Tuesday, 30 July 2013

The Era of the 3V Data Mining

Data mining passed through a number of historical stages. The very first stage was the foundation of the independent field of data mining with the series of the Knowledge Discovery from Databases (KDD) workshops started in 1989 that later became the premier data mining conference. This stage refers to the first “V” of the data mining era we live in nowadays. This “V” refers to the “volume”.  Although the volumes of the data over two decades ago were small when compared to the current volumes of data, they were then big enough to challenge the traditional statistics and machine learning techniques and state-of-the-art hardware. The second “V” was linked to the second stage of the data mining historical development; the “velocity”. This stage referred to data stream mining, which is defined by the process of performing approximate data mining on high speed input data records [3]. We can trace the early developments in this area to the late 1990s [1], with maturity being reached in about a decade of continuous research with thousands of papers published. The last “V” stands for the “variety”. Variety is a more recent development in the data mining area that has been the outcome of the maturity in the field of storage and retrieval of semi-structured and unstructured data. This in turn has been an important development dealing with the increasing reliance on social media websites as important source of information.

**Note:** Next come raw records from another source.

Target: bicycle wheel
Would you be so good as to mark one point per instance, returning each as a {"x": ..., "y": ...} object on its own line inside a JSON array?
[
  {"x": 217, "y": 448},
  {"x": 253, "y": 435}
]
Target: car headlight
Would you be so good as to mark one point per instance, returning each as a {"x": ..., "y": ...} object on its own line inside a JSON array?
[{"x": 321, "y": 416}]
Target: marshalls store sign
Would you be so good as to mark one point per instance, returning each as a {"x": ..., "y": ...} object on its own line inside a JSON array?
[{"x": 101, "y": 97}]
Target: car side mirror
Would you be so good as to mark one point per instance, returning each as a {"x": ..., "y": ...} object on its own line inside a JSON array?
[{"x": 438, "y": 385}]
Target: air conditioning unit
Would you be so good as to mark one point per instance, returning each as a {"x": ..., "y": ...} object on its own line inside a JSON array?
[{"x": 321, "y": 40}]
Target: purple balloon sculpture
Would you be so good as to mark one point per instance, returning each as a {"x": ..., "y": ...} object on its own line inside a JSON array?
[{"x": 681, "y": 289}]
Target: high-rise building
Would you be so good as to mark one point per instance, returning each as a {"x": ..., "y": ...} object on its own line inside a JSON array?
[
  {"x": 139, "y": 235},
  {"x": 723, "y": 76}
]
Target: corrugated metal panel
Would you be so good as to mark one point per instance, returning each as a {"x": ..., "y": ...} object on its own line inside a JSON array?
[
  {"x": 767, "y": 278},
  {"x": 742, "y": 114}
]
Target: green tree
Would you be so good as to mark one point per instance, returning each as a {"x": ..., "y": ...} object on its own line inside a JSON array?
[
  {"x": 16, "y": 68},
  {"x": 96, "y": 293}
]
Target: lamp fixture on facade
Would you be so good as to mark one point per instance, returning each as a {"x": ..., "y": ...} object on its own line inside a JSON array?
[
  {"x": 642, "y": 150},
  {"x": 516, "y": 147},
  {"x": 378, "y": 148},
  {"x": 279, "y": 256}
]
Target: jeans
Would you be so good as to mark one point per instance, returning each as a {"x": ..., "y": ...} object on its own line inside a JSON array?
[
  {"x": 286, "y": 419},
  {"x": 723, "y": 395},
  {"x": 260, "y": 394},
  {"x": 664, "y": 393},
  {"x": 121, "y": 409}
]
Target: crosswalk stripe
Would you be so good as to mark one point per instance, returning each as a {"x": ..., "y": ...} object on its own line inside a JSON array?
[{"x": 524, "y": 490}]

The combination of the 3 Vs has been referred to as Big Data analytics. This combination is the third wave of developments in data mining [2]. Successful deployment of Big Data analytics will change the scale at which data were analysed, and digital humanities will be provided with tools that will mark its rise and success.

References
[1] Alon, N., Matias, Y., & Szegedy, M. (1996, July). The space complexity of approximating the frequency moments. In Proceedings of the twenty-eighth annual ACM symposium on Theory of computing (pp. 20-29). ACM.
[2] Cuzzocrea, A., & Gaber, M. M. (2013). Data science and distributed intelligence: recent developments and future insights. In Intelligent Distributed Computing VI (pp. 139-147). Springer Berlin Heidelberg.

[3] Gaber, M. M., Zaslavsky, A., & Krishnaswamy, S. (2005). Mining data streams: a review. ACM Sigmod Record, 34(2), 18-26.